In week two of the LEC, all eyes were turned to Friday’s final matchup - a clash of titans between the as-yet undefeated Fnatic and innovative rookies MAD Lions.
With Fnatic looking in spectacular fashion coming out of Europe’s first super weekend with a 3-0 scoreline, it was up to MAD Lions to stop them in their tracks, or else face the potential of an undefeated split from the LEC giants.
In a dramatic series full of twists, turns, and gank survival with 1 hit point, it was MAD Lions who were eventually able to secure the win, bringing them into tied second place.
The back and forth nature of the game began in the draft, with Fnatic drafting the off-meta but situationally powerful pick of Soraka botlane, combined with a Graves jungle designed to make up for the missing AD Carry damage with high burst potential. Combined with comfort picks in mid and top lane, it looked as though Fnatic had secured themselves an (albeit slightly wonky) advantage in the drafting phase.
MAD were not without their own strategies, however: opting into the Senna/Wukong bottom lane pairing that saw them take a win against SK Gaming in Week 1.
They combined this bottom lane with a Lee Sin pick for jungler Zhiqiang "Shad0w" Zhao - a staple jungler who, although not able to match Graves in terms of late game power, is one of the few champions in the game with an ability to match him in early duels.
Combined with similar comfort picks to Fnatic’s in Orianna and Renekton for middle and top lane, MAD loaded into the game with a clear objective- take out Graves, win the game.
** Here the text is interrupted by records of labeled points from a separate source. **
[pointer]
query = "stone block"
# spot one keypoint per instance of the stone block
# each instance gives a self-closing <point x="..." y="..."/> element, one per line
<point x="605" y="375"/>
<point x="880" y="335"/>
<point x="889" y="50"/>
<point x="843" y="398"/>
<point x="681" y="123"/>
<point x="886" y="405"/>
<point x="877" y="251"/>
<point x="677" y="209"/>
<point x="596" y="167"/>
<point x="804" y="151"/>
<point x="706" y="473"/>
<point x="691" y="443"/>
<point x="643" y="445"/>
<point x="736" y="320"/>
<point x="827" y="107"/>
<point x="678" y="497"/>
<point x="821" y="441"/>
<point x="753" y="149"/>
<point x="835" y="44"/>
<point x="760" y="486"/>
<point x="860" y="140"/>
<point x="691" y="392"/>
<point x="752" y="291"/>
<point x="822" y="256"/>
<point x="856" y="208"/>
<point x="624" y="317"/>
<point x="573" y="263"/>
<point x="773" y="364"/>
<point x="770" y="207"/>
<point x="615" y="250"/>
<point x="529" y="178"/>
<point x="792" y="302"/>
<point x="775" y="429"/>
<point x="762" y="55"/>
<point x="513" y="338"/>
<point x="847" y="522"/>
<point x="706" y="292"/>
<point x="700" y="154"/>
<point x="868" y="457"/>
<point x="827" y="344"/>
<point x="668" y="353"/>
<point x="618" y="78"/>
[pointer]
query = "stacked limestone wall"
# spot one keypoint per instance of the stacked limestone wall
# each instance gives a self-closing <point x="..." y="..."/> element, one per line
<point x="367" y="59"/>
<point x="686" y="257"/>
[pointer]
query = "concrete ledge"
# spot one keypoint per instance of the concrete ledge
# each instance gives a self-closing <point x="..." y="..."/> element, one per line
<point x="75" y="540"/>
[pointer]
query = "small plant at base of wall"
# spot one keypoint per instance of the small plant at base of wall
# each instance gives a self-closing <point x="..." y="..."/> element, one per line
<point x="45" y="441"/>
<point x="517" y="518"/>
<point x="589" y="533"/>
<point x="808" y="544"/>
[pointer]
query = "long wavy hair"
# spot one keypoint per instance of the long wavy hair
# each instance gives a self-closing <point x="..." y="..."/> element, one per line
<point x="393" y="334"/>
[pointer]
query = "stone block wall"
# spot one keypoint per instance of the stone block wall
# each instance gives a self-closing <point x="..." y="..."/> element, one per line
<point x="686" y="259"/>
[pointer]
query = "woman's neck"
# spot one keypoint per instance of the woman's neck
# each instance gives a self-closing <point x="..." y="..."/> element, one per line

MAD Lions took down Fnatic (Picture: lolesports/Riot Games)
The early game ended up heavily favouring Fnatic, with a 2v2 kill bottom lane going the way of Martin "Rekkles" Larsson and Zdravets "Hylissang" Galabov.
This early lead, combined with an oppressive Twisted Fate mid lane piloted by Tim "Nemesis" Lipovšek, led to an early gold advantage for Fnatic. However, MAD Lions did not simply choose to roll over and die.
Despite the level advantage for Oskar "Selfmade" Boderek on Graves, an asset which should have made objective control a cinch, MAD were able to secure all four dragons in exchange for two rift heralds on the side of Fnatic, keeping themselves in the game with the all-important threat of a dragon soul for late game insurance.
In the end, the game came down to one teamfight - a teamfight in which some egregious mis-positioning by Nemesis allowed MAD Lions to secure both Elder Dragon and Baron Nashor in quick succession, followed by a swift end to what had previously been a close-fought game.
What does this loss mean for both teams? Well, for Fnatic fans, it should not be a source of unnecessary worry. This loss came down to an accumulation of a few silly mistakes, rather than an endemic problem with the way they chose to play the game.
For MAD fans, however, this game is an opportunity to rejoice; it is proof that the team are able to maintain a level head in a losing situation and turn a game around, a fact that is incredibly surprising considering the youth of both the team and its coaching staff.
It is clearer than ever that MAD Lions are going to be the team to watch in the LEC. You can catch their game against Origen on Saturday 20th June at 10pm CEST/9pm BST.